Monólogo 5# - Rubi Caleidoscópico I

quinta-feira, julho 03, 2008

Ela entra naquela sala refrigerada toda tímida.
Crise de pânico com desconhecidos. Sempre ocorria em lugares novos.
Sentou lentamente, fazendo o mínimo de barulho possível, abriu o livro antigo e recomeçou a ler.
Logo se dera conta que a aula começara; recebera o material, fizera os exercícios tranqüilamente.
Passados 30 minutos, a porta se abre lentamente. Ele entra, se desculpa discretamente ao professor, pega o material e mapeia a sala com os olhos atrás de um lugar para poder se sentar. E encontra.
Ela sente a pressão dos pés dele atrás da sua carteira, e o aroma suave da colônia na qual ele usava. Pôde fechar os olhos por um instante e sentir os ruídos leves da escrita violenta dele entre números e letras. Então é acordada de seu sonho ao ouvir papéis e lápis caírem pelo chão.

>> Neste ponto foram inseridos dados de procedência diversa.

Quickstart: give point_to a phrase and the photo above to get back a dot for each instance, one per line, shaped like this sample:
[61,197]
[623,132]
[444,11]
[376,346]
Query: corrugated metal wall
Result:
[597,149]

Ela se assusta e procura a fonte do barulho. Olha para baixo, atrás de si. Ele tentava capturar, sem sorte, os lápis e canetas, enquanto vigiava os papéis para evitar um vôo destes. Então uma mão suave os pegou e organizou caprichosamente. Ele a observou atônito e desconcertado, com as canetas querendo cair da sua mão novamente. Ela chamou-lhe a atenção em relação a isso, e ele então segurou com mais força os objetos.
Entregou-lhe os papéis e lhe murmurou um acanhado 'obrigado' á ela, meio vermelho por trás dos óculos. Abriu um grande sorriso, e um segundo antes que ela virasse para frente novamente, podia jurar que havia sido retribuído.
Ela ficou com o agradecimento dele ecoando em seus pensamentos, mas resolveu voltar á apostila, descendo os olhos. No intervalo, ele nem se mexeu do lugar. E quando ela levantou para beber um pouco de água, ele levantou os olhos para observá-la sair da sala sem olhá-lo.
Voltando a sala, se deu conta que ele era um mistério, que fazia seu coração brincar numa gangorra, do cérebro ao estômago, revirando-lhe tudo ao cruzar um olhar sequer com o garoto. Ela se sentou e voltou ao livro do início da aula. Encostou-se mais confortavelmente, se inclinando um pouco pra trás, quando sua costa roçou levemente nos cabelos dele.
Ele não se moveu para reclamar, tampouco fez qualquer barulho. Então ela continuou ali, sentindo um pouco do calor que ele emitia.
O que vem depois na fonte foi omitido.